While we’re looking for things to do, don’t forget to take care of yourself.  You just lost the physical activity, or lack thereof, of your workplace.  Unless that means your at-home level of activity will replace it or improve upon it, you will need to add some exercise.

Fortunately, all movement is some kind of exercise, so if you want to paint the house, go for it.  That ought to keep you busy for the duration.  Those of us not so inclined should find ways to keep moving.  It’s too easy to get a lot of activities where you sit all the time.

Social butterflies will want to check into exercise classes or groups that hike or do sports together.  Try golf if you haven’t yet, or bowling.  If your community has a pool, use it.  Those inclined can join a gym and use the machines to get fitter.  And there’s always walking.  It’s not boring if you take a dog, a camera, or some music or TED talks.  Mix it up!

While we’re on self-care, why not try easing into nutrition improvement?  Now that there’s a little more time for it, you could scrap some of those middle-of-the-store convenience foods and make your own pilaf with fresher ingredients.  Now’s a great time to learn to bake bread.  It isn’t that hard, and the bread is so good!

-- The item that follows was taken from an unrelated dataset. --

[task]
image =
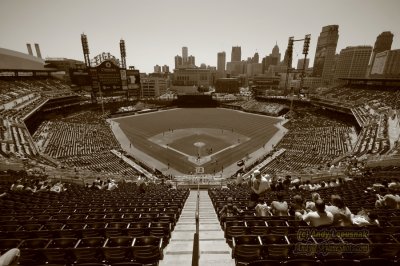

Try growing a few veggies in pots if your space is limited, or get a garden going if you have the room in the yard.  Fresh food is the absolute best!  If you have a brown thumb like me, investigate farmer’s markets to get really fresh produce grown by people who know what they’re doing.

Now all this sounds like a lot to be doing.  Trust me, you don’t have to do it all, just find enough to keep your days interesting.  Use what’s important to you to make an activity bucket list, and if some flunk, ding them and try others.  Have fun with it.  Be sure to share experiences in Comments.